El requerimiento de un test negativo de coronavirus se estableció en enero de 2021. Esta había funcionado como una de las principales medidas para prevenir el contagio en los aeropuertos y viajes internacionales. Inicialmente se pedía a los viajeros que la prueba debía realizarse en un plazo máximo de 72 horas antes de abordar un avión.

Para diciembre de 2021, la medida tuvo que cambiar. La aparición de la variante ómicron forzó al presidente Joe Biden a aumentar la rigurosidad de la norma y se solicitaba a aquellos que deseaban entrar a Estados Unidos realizarse una prueba 24 horas antes del abordaje.

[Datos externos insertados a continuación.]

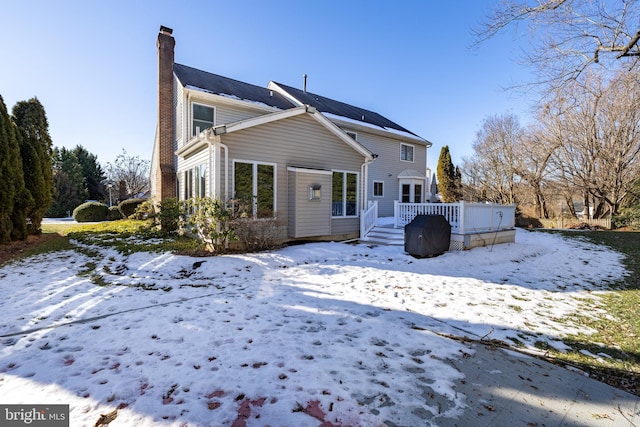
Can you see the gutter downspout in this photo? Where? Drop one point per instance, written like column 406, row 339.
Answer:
column 214, row 141
column 226, row 171
column 364, row 172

Según los Centros de Control y Prevención de Enfermedades (CDC por sus siglas en inglés), la normativa será evaluada durante los próximos 90 días para medir el éxito de la misma. Tras este período de tiempo, las autoridades deberán decidir si es necesario volver a implementar la prueba de COVID-19 como un requisito de entrada al país.

El cambio en la normativa habría sido impulsado por el sector turístico y las aerolíneas norteamericanas. Según dio a conocer CNN, estos gremios llevan meses presionando a las autoridades para eliminar las restricciones por COVID-19.

La normativa que sigue vigente es contar con un carnet de vacunación. Todos los viajeros deben contar con esquema completo de la vacuna contra el coronavirus para poder ingresar a territorio estadounidense. Además, las CDC cuentan con un listado de vacunas aprobadas por el gobierno, por lo que vacunas como la Sputnik V que no tiene apoyo por parte de la comunidad internacional, no funcionará para realizar un viaje a Estados Unidos.

¿Crees que los países centroamericanos deban cambiar sus normas y restricciones también?